For Nigeria as Africa’s largest economy to overcome her growing unemployment challenges in the foreseeable future, industry experts have called for a pragmatic collaboration between universities and industry in Nigeria’s education system.
They insist universities need to be able to leverage on the huge expertise available in the industry to train undergraduates, stressing that by so doing, the country can create opportunities that will in turn reduce production of half baked graduates and improve job creators.
Chief executives and human resources experts are advocating for a connection between theory and practice in the approach to teaching and learning using the business simulation method to gain needed global knowledge, adding that this approach will help undergraduates in the ever competitive world of employment.
They observe that it is quite evident that in today’s fiercely competitive market, only those who can back their academic grades with some work experience usually discover the best breaks.
Richard Obire, founder of African institute of Business Simulations (AIBS) opines that there is the need to help students connect theory to practice which is lacking and has created a huge gap in Nigeria educational system.
Obire observe that approaching teaching and learning using a business simulation facility is one of the process required to enable students both under graduate and post graduates actually connect the theory that they learn in different areas to practice.

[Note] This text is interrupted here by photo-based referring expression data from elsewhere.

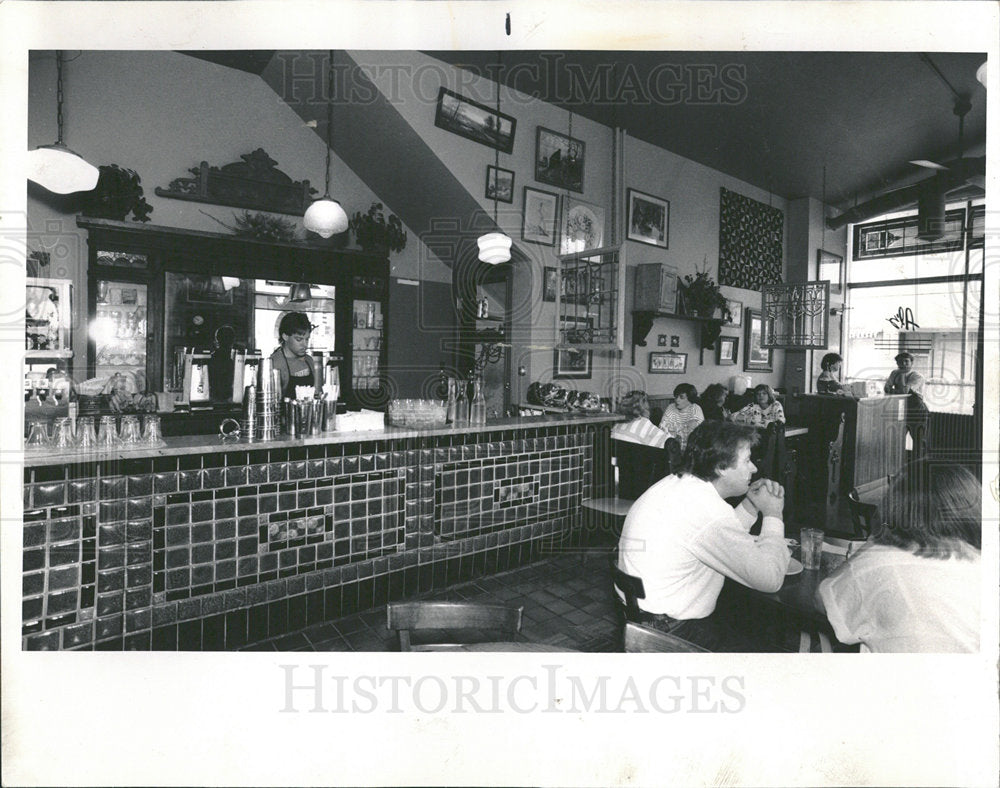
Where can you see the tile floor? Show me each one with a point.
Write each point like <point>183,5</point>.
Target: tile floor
<point>567,602</point>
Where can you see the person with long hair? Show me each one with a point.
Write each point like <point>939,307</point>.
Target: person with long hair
<point>683,414</point>
<point>915,586</point>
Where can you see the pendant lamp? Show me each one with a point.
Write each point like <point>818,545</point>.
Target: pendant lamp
<point>325,216</point>
<point>494,248</point>
<point>55,167</point>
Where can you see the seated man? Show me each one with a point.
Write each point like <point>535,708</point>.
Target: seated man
<point>682,538</point>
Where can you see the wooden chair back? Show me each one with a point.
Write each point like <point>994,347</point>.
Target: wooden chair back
<point>865,503</point>
<point>407,617</point>
<point>631,587</point>
<point>640,639</point>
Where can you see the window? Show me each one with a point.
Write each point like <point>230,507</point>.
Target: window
<point>925,298</point>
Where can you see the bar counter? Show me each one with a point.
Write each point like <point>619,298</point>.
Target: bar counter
<point>212,544</point>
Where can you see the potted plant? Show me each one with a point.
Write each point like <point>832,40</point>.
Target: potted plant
<point>702,295</point>
<point>372,232</point>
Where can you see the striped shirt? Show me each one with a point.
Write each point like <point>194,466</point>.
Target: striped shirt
<point>640,430</point>
<point>681,423</point>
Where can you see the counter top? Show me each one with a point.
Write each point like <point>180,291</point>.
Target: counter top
<point>209,444</point>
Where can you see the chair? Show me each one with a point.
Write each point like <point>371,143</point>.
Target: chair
<point>640,639</point>
<point>444,617</point>
<point>631,587</point>
<point>635,468</point>
<point>864,503</point>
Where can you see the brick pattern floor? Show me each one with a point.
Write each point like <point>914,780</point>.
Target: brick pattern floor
<point>567,602</point>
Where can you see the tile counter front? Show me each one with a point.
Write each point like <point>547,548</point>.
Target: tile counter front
<point>211,545</point>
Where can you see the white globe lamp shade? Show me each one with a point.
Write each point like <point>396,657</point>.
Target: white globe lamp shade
<point>325,217</point>
<point>58,169</point>
<point>494,248</point>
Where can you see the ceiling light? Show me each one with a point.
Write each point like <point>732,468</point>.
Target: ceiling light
<point>55,167</point>
<point>494,247</point>
<point>325,216</point>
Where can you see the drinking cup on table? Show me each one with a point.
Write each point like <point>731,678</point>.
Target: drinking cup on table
<point>812,547</point>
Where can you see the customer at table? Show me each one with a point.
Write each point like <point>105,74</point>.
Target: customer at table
<point>905,380</point>
<point>682,538</point>
<point>916,585</point>
<point>291,358</point>
<point>828,381</point>
<point>763,411</point>
<point>635,406</point>
<point>713,403</point>
<point>683,414</point>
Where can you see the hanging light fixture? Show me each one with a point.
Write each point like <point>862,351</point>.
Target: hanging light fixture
<point>55,167</point>
<point>494,247</point>
<point>325,216</point>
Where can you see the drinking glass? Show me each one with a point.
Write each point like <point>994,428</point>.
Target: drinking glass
<point>107,433</point>
<point>130,434</point>
<point>62,437</point>
<point>152,435</point>
<point>38,435</point>
<point>812,547</point>
<point>86,437</point>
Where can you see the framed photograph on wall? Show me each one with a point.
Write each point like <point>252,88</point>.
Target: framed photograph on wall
<point>549,278</point>
<point>539,216</point>
<point>474,121</point>
<point>735,312</point>
<point>582,226</point>
<point>728,349</point>
<point>573,362</point>
<point>559,160</point>
<point>648,219</point>
<point>668,363</point>
<point>755,357</point>
<point>499,184</point>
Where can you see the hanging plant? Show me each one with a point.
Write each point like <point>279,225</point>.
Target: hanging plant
<point>373,233</point>
<point>118,193</point>
<point>259,226</point>
<point>702,295</point>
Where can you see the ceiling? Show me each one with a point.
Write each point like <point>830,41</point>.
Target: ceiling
<point>772,119</point>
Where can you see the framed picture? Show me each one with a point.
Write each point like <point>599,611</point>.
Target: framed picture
<point>559,160</point>
<point>668,363</point>
<point>648,219</point>
<point>474,121</point>
<point>575,287</point>
<point>735,312</point>
<point>582,226</point>
<point>538,220</point>
<point>728,350</point>
<point>549,283</point>
<point>830,266</point>
<point>499,184</point>
<point>755,357</point>
<point>572,362</point>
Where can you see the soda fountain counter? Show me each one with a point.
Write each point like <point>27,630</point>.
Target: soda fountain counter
<point>212,544</point>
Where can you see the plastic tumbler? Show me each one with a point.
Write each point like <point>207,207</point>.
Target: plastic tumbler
<point>812,547</point>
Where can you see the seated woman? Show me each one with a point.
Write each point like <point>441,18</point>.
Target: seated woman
<point>683,414</point>
<point>764,411</point>
<point>713,403</point>
<point>828,381</point>
<point>915,586</point>
<point>640,429</point>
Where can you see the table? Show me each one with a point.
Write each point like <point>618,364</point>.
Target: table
<point>507,646</point>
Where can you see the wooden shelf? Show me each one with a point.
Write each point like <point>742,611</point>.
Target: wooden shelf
<point>642,324</point>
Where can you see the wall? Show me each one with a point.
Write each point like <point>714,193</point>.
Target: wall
<point>160,113</point>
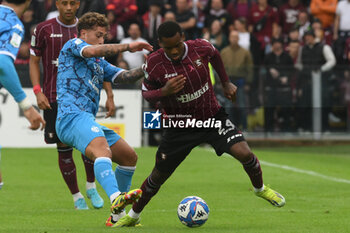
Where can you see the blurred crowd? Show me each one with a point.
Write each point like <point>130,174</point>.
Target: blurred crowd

“We have to use innovative tools and creative thinking both for teaching and for learning and simulation gives you that opportunity and offer students and lecturers a new way of teaching that is practical and if you can’t connect theory and practice, then you don’t have empowerment skill after spending four to six years going through a university courses why do you do that after you come out you are not ready for industry”. He said.
He further noted that investing in simulation facilities projects across universities will impact on the national economy because with this, students are going to be industry ready meaning that employers are going to find out that they need to spend less to get new graduates off the ground running. Because they will be ready to add value from the first day they get into the job.
The method of teaching and learning in most Nigeria universities are such that cannot help the student compete on a global scale says Obi Ezeude, chief executive officer, Beloxxi industries limited.
He observes that business simulation is a new method of teaching and learning that is obtainable is business schools all over the world.
According to him, “I feel that investing in Business simulation laboratory in universities is a cutting edge project that is good and needful because the students can benefit when they use the lab to understand how business decisions are taken abroad”.
Ezeude further said that what this means to the economy and students that will use it is that each student that passes through such programme will have first class knowledge of what obtains outside Nigeria.
In his words, “It brings the students up to international standard such that if they go and tomorrow and they are employed, they would have had a firsthand knowledge of how business works, they would have seen the tools businesses use in making their decisions, they would have benefited of at least seeing real live how thing are done elsewhere in the world”.
“This project is the first step in trying to reintegrate Nigeria students into the real world. To give them an idea of what it is like to work after graduating from school. At the end of the day, Nigeria will benefit by having real human capital development out of the university as oppose to graduate that come out without any functional knowledge” he said.
If Nigeria must attain the Vision 2020 national economic projection, concerted efforts must be made to improve the human capacity competence of Nigerian graduates.